Zacks Rank less than or equal to 2: Zacks Rank #1 (Strong Buy) or 2 (Buy) stocks are known to outperform, irrespective of the market environment. You can see the complete list of today’s Zacks #1 Rank stocks here.
3 Stocks With Robust Sales Growth to Buy
King of Prussia, PA-based Universal Health Services owns and operates acute care hospitals, behavioral health centers, surgical hospitals, ambulatory surgery centers and radiation oncology centers. UHS’ range of services includes general and specialty surgery, internal medicine, obstetrics, emergency room care, radiology, oncology, diagnostic care, coronary care, pediatric services, pharmacy services and/or behavioral health services.
Universal Health Services’ expected sales growth rate for 2026 is 5.2%. UHS carries a Zacks Rank #2 at present.
Headquartered in Phoenix, AZ, Pinnacle West Capital provides electricity services (wholesale or retail) in the state of Arizona through its subsidiaries. PNW is involved in the generation, transmission and distribution of electricity from coal, nuclear, gas, oil and solar.

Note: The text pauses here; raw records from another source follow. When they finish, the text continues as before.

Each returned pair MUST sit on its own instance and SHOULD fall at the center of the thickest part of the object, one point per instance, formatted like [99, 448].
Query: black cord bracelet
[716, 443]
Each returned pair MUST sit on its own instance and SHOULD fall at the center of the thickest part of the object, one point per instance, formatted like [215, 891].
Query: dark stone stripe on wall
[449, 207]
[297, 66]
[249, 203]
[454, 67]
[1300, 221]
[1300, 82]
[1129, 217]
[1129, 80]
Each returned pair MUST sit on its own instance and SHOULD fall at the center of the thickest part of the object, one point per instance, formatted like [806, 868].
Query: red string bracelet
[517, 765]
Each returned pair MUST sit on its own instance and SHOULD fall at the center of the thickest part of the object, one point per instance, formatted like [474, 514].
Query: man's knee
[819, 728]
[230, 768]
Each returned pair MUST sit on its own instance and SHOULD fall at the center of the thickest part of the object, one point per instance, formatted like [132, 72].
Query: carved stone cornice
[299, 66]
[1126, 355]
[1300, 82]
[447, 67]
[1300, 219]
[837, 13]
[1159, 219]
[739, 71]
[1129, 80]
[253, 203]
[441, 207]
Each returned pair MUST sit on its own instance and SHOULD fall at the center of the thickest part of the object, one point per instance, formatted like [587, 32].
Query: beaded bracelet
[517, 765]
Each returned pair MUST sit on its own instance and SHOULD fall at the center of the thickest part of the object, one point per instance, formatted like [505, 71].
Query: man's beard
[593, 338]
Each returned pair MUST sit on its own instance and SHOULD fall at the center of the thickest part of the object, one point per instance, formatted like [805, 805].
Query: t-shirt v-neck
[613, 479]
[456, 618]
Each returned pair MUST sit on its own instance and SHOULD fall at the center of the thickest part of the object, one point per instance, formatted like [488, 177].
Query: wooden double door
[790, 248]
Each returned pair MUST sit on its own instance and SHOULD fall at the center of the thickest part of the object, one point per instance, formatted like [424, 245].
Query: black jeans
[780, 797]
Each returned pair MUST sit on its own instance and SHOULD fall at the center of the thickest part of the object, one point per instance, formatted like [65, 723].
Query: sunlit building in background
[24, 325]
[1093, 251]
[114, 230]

Pinnacle West Capital’s expected sales growth rate for 2026 is 4.6%. PNW currently carries a Zacks Rank #2.
Based in Vancouver, Canada, Methanex is the world’s largest supplier of methanol to North America, Asia-Pacific, Europe and Latin America. MEOH purchases methanol from others under contract and on the spot market to meet customer requirements.
MEOH’s sales are expected to rise 9.8% in 2026. Methanex carries a Zacks Rank #2 at present.